А что произошло? Переход к совершенно новым технологиям (земледелие, скотоводство), к новой психологии: для того чтобы бросать в землю пригодное для пищи зерно, охранять и кормить животных, которых можно убить и съесть, нужен совершенно другой охват причинно-следственных связей. Характер мышления резко изменился, а с ним и тип социальной организации. Возникли уже союзы племен – вождества (chiefdom), в которых люди, по выражению американского антрополога Дж. Даймонда, «впервые в истории учились регулярно встречать незнакомцев, не пытаясь их убить».

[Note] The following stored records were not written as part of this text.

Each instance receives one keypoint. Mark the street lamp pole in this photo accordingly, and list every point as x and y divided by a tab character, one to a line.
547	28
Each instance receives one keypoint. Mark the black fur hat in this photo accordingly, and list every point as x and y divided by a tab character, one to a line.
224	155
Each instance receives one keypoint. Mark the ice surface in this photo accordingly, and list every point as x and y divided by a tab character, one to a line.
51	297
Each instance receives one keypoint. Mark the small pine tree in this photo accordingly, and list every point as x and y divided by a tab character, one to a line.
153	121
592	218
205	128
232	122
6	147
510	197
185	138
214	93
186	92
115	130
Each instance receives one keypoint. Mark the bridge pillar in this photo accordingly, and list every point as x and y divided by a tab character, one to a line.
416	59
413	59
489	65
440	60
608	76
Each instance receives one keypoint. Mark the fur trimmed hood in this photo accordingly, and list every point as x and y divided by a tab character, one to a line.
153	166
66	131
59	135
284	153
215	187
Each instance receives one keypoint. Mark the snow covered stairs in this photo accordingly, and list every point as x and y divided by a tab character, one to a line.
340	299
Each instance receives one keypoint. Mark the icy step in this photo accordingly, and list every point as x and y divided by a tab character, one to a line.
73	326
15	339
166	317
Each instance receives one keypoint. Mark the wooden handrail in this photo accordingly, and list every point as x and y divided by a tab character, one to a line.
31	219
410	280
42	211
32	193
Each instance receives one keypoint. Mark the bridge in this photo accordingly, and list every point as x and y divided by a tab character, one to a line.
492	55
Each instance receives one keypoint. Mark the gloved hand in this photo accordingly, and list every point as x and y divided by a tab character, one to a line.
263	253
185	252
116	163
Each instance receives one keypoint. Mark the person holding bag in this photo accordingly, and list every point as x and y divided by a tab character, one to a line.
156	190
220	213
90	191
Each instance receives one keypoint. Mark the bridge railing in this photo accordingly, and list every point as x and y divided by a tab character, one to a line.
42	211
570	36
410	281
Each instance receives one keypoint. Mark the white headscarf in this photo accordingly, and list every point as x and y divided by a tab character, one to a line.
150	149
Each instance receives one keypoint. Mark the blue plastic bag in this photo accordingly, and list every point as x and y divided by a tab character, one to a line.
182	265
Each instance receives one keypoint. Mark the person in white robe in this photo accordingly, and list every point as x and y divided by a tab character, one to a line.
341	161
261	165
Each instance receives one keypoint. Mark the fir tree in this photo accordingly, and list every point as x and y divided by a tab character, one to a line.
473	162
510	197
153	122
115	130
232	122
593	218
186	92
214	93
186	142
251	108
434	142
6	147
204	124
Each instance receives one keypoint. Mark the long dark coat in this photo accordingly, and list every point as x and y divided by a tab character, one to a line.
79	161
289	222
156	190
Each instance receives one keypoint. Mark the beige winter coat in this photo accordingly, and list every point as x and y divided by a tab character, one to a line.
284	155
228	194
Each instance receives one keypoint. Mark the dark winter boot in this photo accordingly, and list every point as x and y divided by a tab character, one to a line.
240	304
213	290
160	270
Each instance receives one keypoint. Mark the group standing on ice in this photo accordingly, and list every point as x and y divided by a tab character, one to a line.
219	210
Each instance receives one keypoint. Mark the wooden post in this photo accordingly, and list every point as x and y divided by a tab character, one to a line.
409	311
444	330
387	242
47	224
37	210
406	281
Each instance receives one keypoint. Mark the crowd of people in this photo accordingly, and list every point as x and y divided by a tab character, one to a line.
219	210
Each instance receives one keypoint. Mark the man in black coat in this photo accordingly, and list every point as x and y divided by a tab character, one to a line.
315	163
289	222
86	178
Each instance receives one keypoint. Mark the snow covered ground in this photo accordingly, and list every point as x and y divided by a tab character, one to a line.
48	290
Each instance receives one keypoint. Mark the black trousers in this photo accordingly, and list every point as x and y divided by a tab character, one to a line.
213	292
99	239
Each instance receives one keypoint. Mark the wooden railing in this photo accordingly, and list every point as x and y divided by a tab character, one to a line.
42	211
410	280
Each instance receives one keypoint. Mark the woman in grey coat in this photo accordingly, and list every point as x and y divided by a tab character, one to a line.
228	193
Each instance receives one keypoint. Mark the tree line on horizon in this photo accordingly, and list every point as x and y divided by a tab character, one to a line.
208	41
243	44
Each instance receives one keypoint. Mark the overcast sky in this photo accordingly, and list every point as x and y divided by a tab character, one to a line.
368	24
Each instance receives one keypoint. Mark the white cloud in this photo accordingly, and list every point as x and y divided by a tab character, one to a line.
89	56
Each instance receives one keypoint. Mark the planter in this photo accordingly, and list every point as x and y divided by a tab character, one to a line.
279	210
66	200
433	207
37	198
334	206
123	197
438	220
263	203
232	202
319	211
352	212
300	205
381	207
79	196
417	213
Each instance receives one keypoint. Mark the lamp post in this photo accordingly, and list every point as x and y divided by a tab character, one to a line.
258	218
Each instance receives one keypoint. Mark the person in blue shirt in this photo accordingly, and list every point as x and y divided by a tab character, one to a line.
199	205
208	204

А.Г. Тип, который явился результатом кризиса.
А.Н. Да, как и многие другие культурно-исторические революции.
А.К. То, что неолитическая революция стала результатом социально-экологического кризиса, никто не оспаривает. Но любой человек склонен преувеличивать число своих сторонников. Мне тоже кажется, что больше половины научного сообщества, занимающегося этими проблемами, стоит на моей позиции. Я уже неоднократно Акопу говорил, что если ты прав, то, считай, тебе страшно не повезло. Проблема в том, что социально-экологический кризис конца палеолита совпал с колоссальными глобальными изменениями климата. Сторонникам антропогенной версии, правда, очень не повезло. Если бы глобальных изменений климата в это время не было, ваша модель выглядела бы убедительнее.
А.Г. Тогда мамонты сами по себе не становились бы карликовыми…
А.К. Тогда утверждение, что именно люди их истребили, выглядело бы несравненно более правдоподобным. Вам не повезло, что вымирание мамонтов «чудесным образом» в точности совпало с переходом от плейстоцена к голоцену, совпало как раз с тем временем, когда произошло одно из самых колоссальных изменений глобального климата – с концом Ледникового периода. Я вспоминаю школьные годы. Мне тогда казалось, что сочетание слов «конец ледникового периода» вызывает исключительно положительные ассоциации. Ведь это, казалось бы, так прекрасно – ледниковый период кончился. Но в действительности, это была одна из самых страшных катастроф в истории человечества. Данное обстоятельство связано с тем, что приледниковая полоса, приледниковая саванна была одним из самых богатых биоценозов, которые вообще в истории человечества встречались. Огромная равнина, с богатой полезной биомассой. То есть это именно не деревьев, со стволов которых выход полезной биомассы минимален. Именно богатый травянистый покров, который поддерживал огромное количество крупных млекопитающих.
Но эта ледниковая полоса исчезает, замещается лесами, при этом хвойными, которые совсем бедны пригодной для человеческого питания биомассой. Идет тотальная трансформация всей земной поверхности, во всех частях земного шара резко меняются биоценозы, численность животных, которые кормили человека, резко падает, количество полезной биомассы катастрофически сокращается. То есть происходит именно спонтанная экологическая катастрофа.
В принципе экологическая модель объясняет очень многое, объясняет, в том числе, и неолитическую революцию. Можно сказать, что от хорошей жизни люди к земледелию никогда не переходили, земледелие по очень многим показателям обеспечивает качество жизни заметно худшее, чем присваивающее хозяйство, мы даже об этом говорили на одной из предыдущих передач. Однако если идет глобальная перестройка всемирного биоценоза, людям приходится резко менять тип своей деятельности, тип адаптации. Поэтому, скажем, именно в ходе поздневерхнепалеолитического-раннемезолитического кризиса изобретаются нормальные лук и стрелы, усовершенствованные метательные орудия, нужные прежде всего для того, чтобы охотиться как раз на мелкую дичь.